Ever get an uncomfortable feeling in your stomach during a job interview? Ever see two interviewers swivel their heads toward one another, lock eyes and pause before answering your question?
If you're the kind of person who wants to know the other side of the story, here's a way to interpret some interview clues that could foretell a dismal future job experience.
For starters, check out the technology the company uses in recruiting.
"If you have to use Internet Explorer to review documents or sign documents and mail them back, that tells you something important about their attitude toward technology," said Sahil Sahni, co-founder of AllyO, an AI-based recruiting software.
It also reveals how they feel about investing in new technology.
A company's use of old tech can be a pain point once you're actually working there, Sahni said.
You may have to fill out formal requests for information or wait days for an answer to your questions. Whether it's a payroll question about your remaining days off or your benefits, it's a sign of a company that is not technologically innovative.
How a company recruits can be a tipoff.
Sahni recalls a colleague who turned down a job with a significant salary bump at a major tech firm.
The reason? He took a day off from work to fly from Texas to California. When he arrived, the HR contact sat him in a room so he could have three video conferences with people in the organization.
"They could so easily have let him stay home to do this, or they could have had him meet people in person," Sahni said.
The point is, they did not use the available tech to its best advantage, which gave the candidate serious reservations.
During the recruitment process, you should be able to access communications by mobile device. You shouldn't need to sit down at a desktop and download software you don't ordinarily use. Some companies ask you perform tasks offline, such as fill out a form with a five-year residential and employment history, and then mail it in.
"Both indicate to me that this company is going to have heavy administrative overhead," Sahni said. "They haven't leaped forward yet.
"I will have to deal with that on daily basis," he added.
A company that is slow to respond is another red flag. "In the recruiting world, 85 percent of applicants don't hear back," Sahni said. Whether the candidate is on the back burner or someone just didn't like them, "it is a big indicator of how that company operates internally."
"If the process feels disorganized, slow, inefficient, this can predict how they handle day-to-day business," Sahni said. If you completed any type of assignment, take note of how soon – and if – feedback was provided.
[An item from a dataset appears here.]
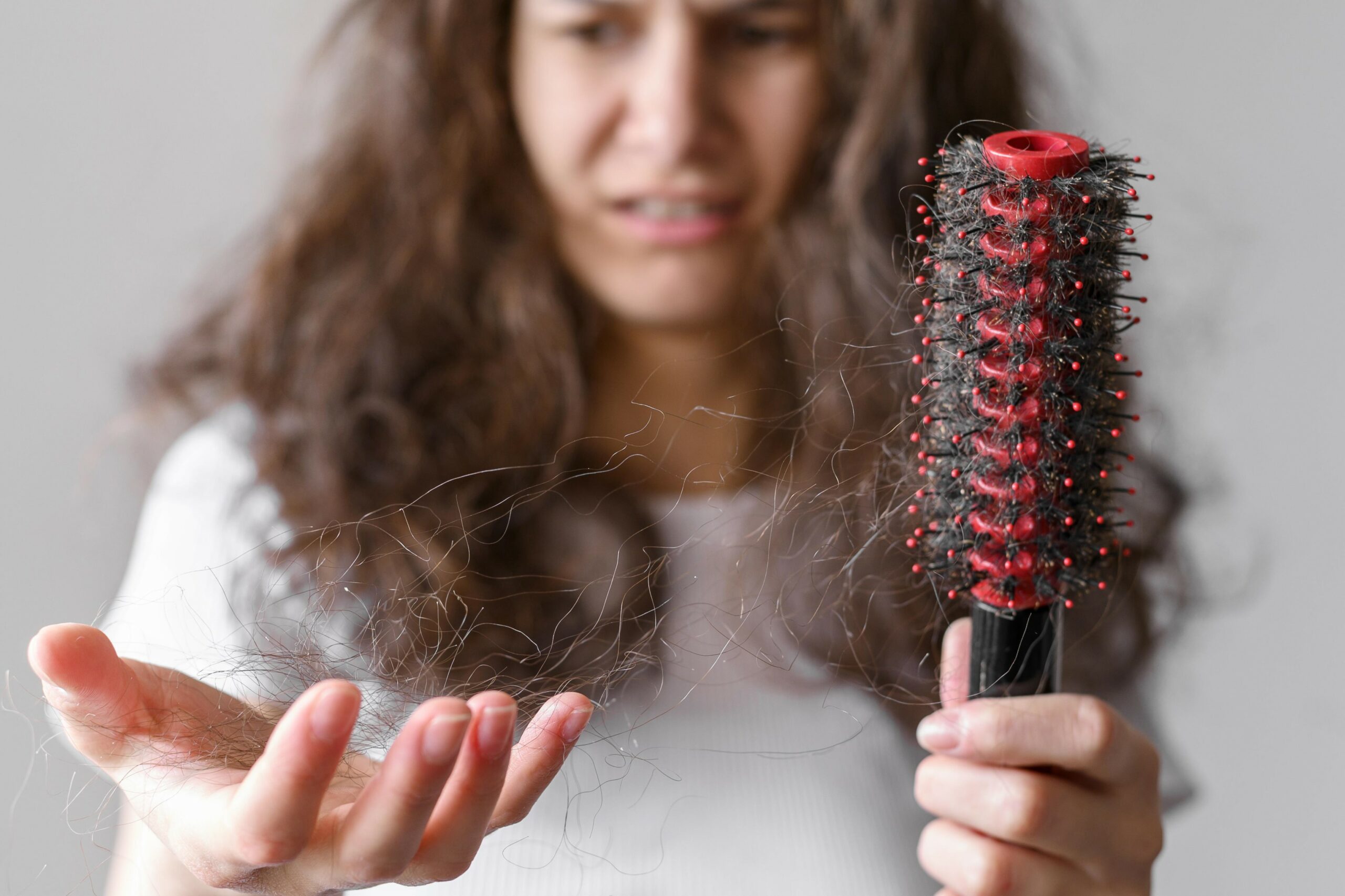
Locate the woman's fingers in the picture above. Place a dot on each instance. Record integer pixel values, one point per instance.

A company that doesn't lay out the timeline at the beginning is breaking a rule that Sahni says holds true in all kinds of partnerships. The ideal is an interview process and a timeline, and a company that lays it out for you at the start. For example, a company might say their interviewing takes four weeks, beginning with a phone call and then an in-person interview. After that, they might have a final one or two rounds.
You never want to hear, "Hey, why don't you come in and we'll figure it out."
If you have a chance to meet potential coworkers on the interview, Sahni recommends asking if you can see their calendar. This can reveal a lot about a future role, if you see Saturday meetings or any weekend or weeknight work commitments.
Finding a job is as hard as finding a house. You know you'd walk away at the last minute from buying a home you had reservations about, and Sahni recommends doing the same when red flags pop up about a job.
Money is in the short term, always insignificant, being far less important than the actual job that will put you where you want to be in five years. "If you keep solving for that, you will never hit that dead end where you have to reverse and make a U-turn," Sahni said.